Contenu
- Personnages principaux, quatre amis, tous de la première génération, qui grandissent dans le petit village de Val d’Argent dans le nord de l’Ontario, au début des années 1900, dont Jean-Pierre Debrettigny, ses cousins Germain et Rose-Delima Marchessault, ainsi que Donald Stewart, un jeune anglophone qui habite la maison voisine, prétendant de Rose-Delima.

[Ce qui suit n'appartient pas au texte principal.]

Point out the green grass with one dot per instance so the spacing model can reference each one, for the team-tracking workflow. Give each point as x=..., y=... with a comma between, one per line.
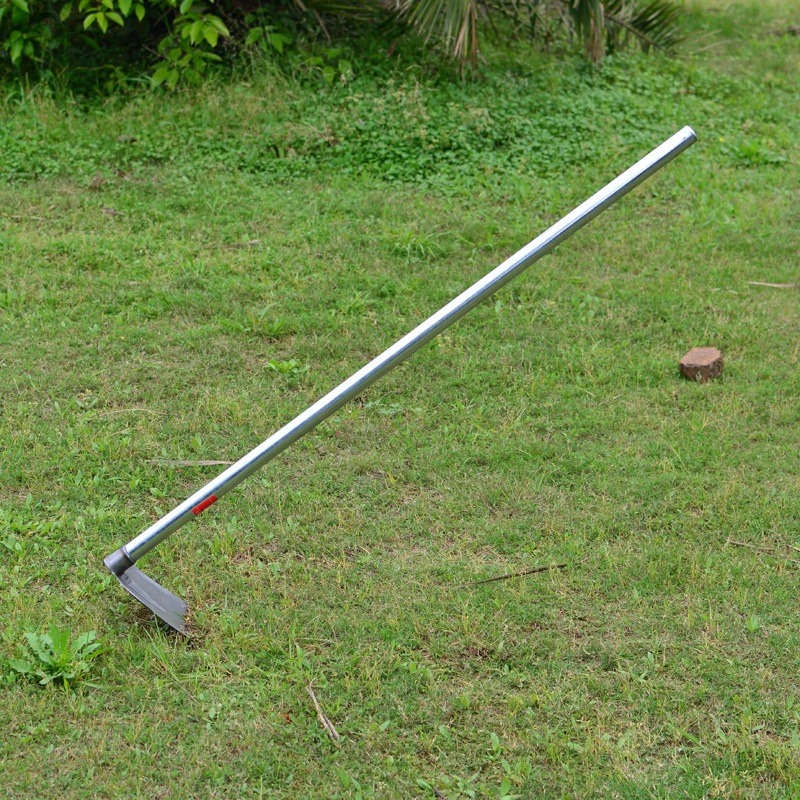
x=188, y=307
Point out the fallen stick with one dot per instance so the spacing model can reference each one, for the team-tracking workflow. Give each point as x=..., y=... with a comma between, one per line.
x=770, y=551
x=322, y=717
x=519, y=574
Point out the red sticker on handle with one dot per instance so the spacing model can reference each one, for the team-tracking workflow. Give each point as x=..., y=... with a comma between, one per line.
x=199, y=509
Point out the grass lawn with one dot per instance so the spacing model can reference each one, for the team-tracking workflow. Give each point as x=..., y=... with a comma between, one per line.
x=181, y=275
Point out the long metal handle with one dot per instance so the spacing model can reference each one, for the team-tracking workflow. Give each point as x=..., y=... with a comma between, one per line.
x=409, y=344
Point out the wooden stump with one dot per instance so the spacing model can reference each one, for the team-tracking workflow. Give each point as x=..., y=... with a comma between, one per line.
x=702, y=364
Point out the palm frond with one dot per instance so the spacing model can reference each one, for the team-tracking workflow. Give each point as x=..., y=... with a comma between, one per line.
x=653, y=24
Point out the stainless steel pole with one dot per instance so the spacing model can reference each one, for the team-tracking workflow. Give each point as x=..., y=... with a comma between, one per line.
x=402, y=349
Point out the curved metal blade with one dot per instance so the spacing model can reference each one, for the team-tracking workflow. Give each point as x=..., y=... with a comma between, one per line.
x=168, y=607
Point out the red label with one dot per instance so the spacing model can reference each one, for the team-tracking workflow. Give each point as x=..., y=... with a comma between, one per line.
x=199, y=509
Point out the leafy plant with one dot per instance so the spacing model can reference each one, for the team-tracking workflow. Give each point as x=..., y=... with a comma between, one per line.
x=51, y=658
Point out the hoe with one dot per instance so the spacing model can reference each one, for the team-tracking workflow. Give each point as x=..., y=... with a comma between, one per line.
x=169, y=607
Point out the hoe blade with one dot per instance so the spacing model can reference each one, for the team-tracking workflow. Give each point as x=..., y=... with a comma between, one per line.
x=168, y=607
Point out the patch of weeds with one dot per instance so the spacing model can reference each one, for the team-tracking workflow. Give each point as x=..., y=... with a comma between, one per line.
x=51, y=658
x=292, y=370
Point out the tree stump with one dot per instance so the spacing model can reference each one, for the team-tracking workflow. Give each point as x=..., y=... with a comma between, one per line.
x=702, y=364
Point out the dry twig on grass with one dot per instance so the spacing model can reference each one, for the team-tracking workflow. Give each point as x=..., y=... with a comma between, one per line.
x=323, y=718
x=520, y=574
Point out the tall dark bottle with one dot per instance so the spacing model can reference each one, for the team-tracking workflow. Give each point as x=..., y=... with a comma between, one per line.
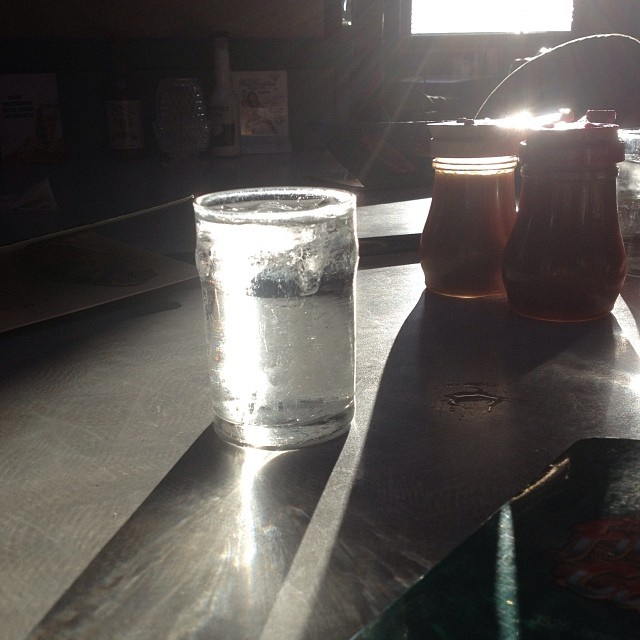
x=224, y=108
x=565, y=260
x=124, y=112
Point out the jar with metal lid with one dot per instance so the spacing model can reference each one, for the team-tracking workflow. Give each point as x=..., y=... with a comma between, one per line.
x=472, y=210
x=565, y=259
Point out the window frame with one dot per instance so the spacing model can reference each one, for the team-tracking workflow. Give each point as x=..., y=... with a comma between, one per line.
x=405, y=7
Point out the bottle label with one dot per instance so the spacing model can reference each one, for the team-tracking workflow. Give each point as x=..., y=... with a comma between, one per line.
x=124, y=123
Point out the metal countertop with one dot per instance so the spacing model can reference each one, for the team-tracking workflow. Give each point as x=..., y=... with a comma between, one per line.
x=123, y=516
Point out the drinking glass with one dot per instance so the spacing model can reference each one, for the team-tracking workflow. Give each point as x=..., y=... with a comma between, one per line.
x=277, y=267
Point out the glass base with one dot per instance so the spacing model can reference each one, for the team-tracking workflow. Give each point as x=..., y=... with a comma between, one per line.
x=285, y=436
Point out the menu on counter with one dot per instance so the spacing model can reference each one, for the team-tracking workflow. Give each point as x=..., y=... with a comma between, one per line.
x=30, y=124
x=68, y=272
x=264, y=111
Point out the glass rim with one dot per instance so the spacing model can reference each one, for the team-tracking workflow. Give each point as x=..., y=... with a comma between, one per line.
x=322, y=203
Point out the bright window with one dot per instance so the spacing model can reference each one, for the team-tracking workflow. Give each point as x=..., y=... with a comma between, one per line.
x=490, y=16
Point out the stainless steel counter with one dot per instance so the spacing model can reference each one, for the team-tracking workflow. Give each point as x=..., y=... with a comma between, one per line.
x=123, y=516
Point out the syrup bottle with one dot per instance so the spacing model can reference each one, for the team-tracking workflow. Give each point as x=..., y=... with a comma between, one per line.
x=473, y=208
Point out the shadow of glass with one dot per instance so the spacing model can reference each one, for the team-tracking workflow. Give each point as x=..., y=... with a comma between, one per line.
x=206, y=554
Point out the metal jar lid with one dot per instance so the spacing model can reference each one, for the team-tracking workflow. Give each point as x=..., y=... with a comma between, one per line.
x=466, y=138
x=570, y=145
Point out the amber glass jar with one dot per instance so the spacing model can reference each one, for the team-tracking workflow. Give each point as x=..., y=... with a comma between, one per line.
x=472, y=210
x=565, y=259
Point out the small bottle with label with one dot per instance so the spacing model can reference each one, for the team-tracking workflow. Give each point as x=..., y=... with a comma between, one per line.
x=224, y=108
x=124, y=114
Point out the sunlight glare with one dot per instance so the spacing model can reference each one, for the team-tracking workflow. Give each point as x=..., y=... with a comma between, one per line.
x=491, y=16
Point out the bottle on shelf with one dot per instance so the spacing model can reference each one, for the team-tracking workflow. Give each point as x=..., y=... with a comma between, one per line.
x=224, y=108
x=124, y=112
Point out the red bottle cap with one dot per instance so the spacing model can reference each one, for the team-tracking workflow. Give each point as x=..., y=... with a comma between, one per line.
x=590, y=142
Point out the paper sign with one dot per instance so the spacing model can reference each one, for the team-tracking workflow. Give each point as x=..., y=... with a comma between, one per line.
x=264, y=111
x=30, y=125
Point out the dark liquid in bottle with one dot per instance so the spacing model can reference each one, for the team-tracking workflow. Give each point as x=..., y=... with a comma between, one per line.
x=565, y=258
x=470, y=219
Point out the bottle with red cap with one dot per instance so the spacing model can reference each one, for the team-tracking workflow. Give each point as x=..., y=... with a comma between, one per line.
x=565, y=260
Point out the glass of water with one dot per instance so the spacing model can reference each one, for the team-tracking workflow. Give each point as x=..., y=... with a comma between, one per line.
x=277, y=267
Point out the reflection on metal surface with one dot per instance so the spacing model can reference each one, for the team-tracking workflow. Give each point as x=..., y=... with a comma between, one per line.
x=253, y=461
x=474, y=394
x=506, y=587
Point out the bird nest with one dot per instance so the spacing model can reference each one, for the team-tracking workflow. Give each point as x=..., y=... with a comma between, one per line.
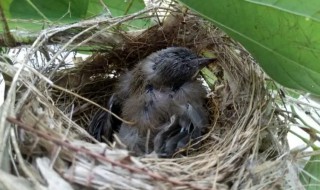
x=48, y=109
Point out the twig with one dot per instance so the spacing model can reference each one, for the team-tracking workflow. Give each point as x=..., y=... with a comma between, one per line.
x=103, y=158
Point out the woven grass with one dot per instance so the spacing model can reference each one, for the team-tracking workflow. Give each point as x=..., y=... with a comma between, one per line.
x=49, y=106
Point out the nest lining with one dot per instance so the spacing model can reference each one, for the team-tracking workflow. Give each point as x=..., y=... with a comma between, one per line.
x=245, y=147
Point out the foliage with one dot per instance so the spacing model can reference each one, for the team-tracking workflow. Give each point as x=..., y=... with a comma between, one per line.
x=282, y=35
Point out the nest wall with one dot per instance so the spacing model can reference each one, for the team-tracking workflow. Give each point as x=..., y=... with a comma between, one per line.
x=245, y=146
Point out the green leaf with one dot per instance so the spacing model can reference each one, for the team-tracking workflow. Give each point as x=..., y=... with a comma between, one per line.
x=310, y=176
x=124, y=7
x=283, y=35
x=34, y=15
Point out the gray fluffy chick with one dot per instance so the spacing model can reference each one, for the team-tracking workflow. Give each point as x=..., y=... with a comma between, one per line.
x=164, y=100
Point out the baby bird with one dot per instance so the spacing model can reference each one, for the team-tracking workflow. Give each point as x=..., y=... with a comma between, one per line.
x=163, y=99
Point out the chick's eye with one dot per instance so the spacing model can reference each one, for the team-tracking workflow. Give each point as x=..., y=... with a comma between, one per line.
x=154, y=67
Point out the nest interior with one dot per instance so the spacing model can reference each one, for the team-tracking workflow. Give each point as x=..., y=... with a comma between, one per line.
x=245, y=146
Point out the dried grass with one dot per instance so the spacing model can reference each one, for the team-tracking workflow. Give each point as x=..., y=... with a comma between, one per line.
x=47, y=110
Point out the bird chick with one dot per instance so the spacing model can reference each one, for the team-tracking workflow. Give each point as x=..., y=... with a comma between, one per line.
x=163, y=99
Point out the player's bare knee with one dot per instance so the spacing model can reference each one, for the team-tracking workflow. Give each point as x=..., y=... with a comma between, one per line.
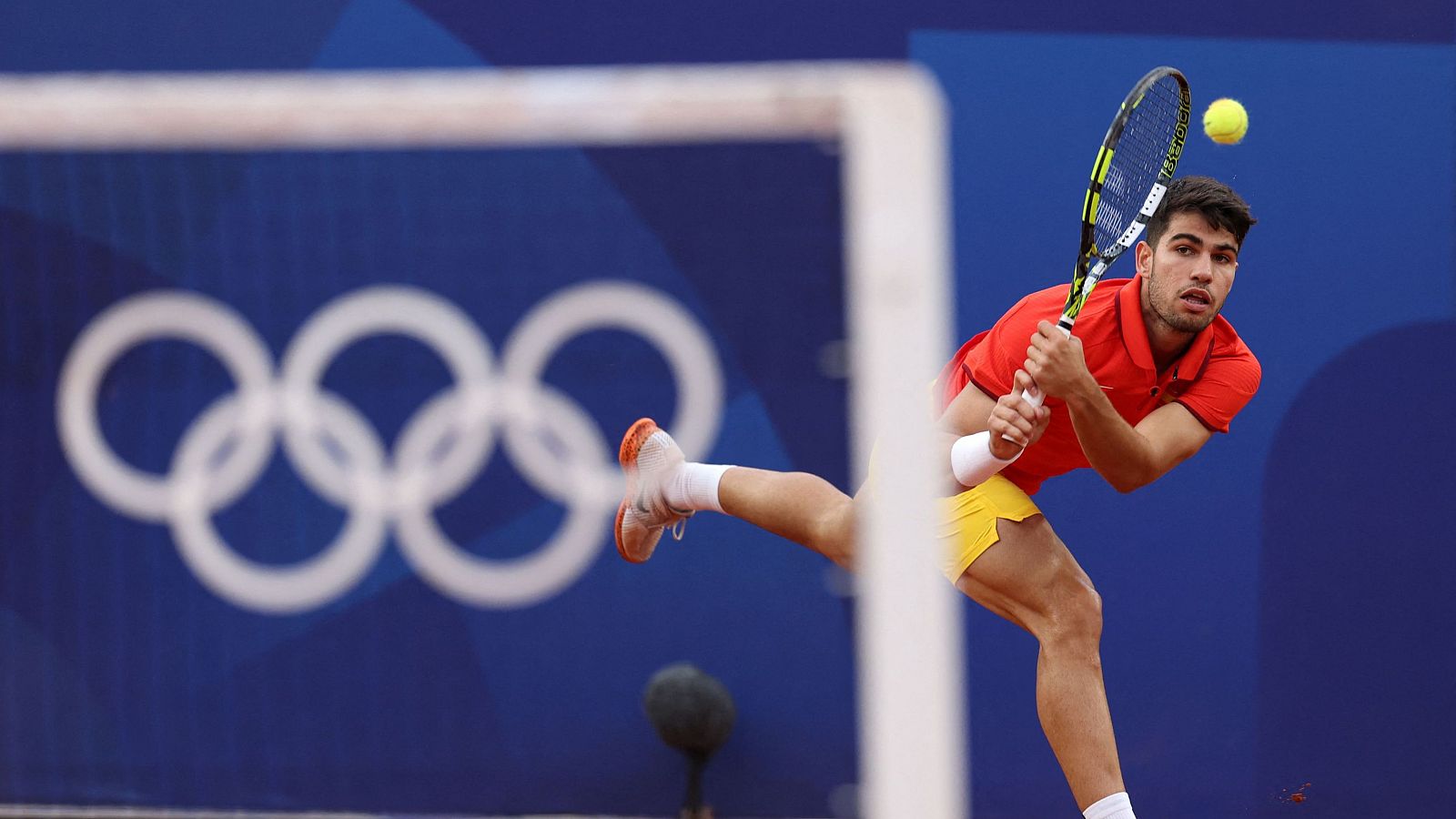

« Lui, quand il avait l’âge de Jean-Pierre, il acceptait tout naturellement l’idée de remplacer son père le moment venu. Mais Jean-Pierre ne songeait qu’à courir la campagne avec le garçon de Doug Stewart et ses cousins Marchessault, attendant le jour où il aurait l’âge de partir. Ils ne parlaient que de ça, les jeunes, aller dans les grandes écoles après l’école du village, faire des choses extraordinaires. Ça devait être le beau Donald Stewart qui lui avait mis cela dans la tête. Les Anglais, eux, ils voulaient toujours envoyer leurs enfants dans les grandes écoles […] Même les filles, maintenant. La fille à Eugène Marchessault, Rose-Delima, parlait d’aller au High School de Bowman. » (p. 14)
« Enfin Germain, le portrait du père avec ses cheveux bouclés d’un brun roux et ses yeux bleus. Vif et débrouillard, il était déjà à dix-neuf ans, le bras droit de son père. » (p. 19)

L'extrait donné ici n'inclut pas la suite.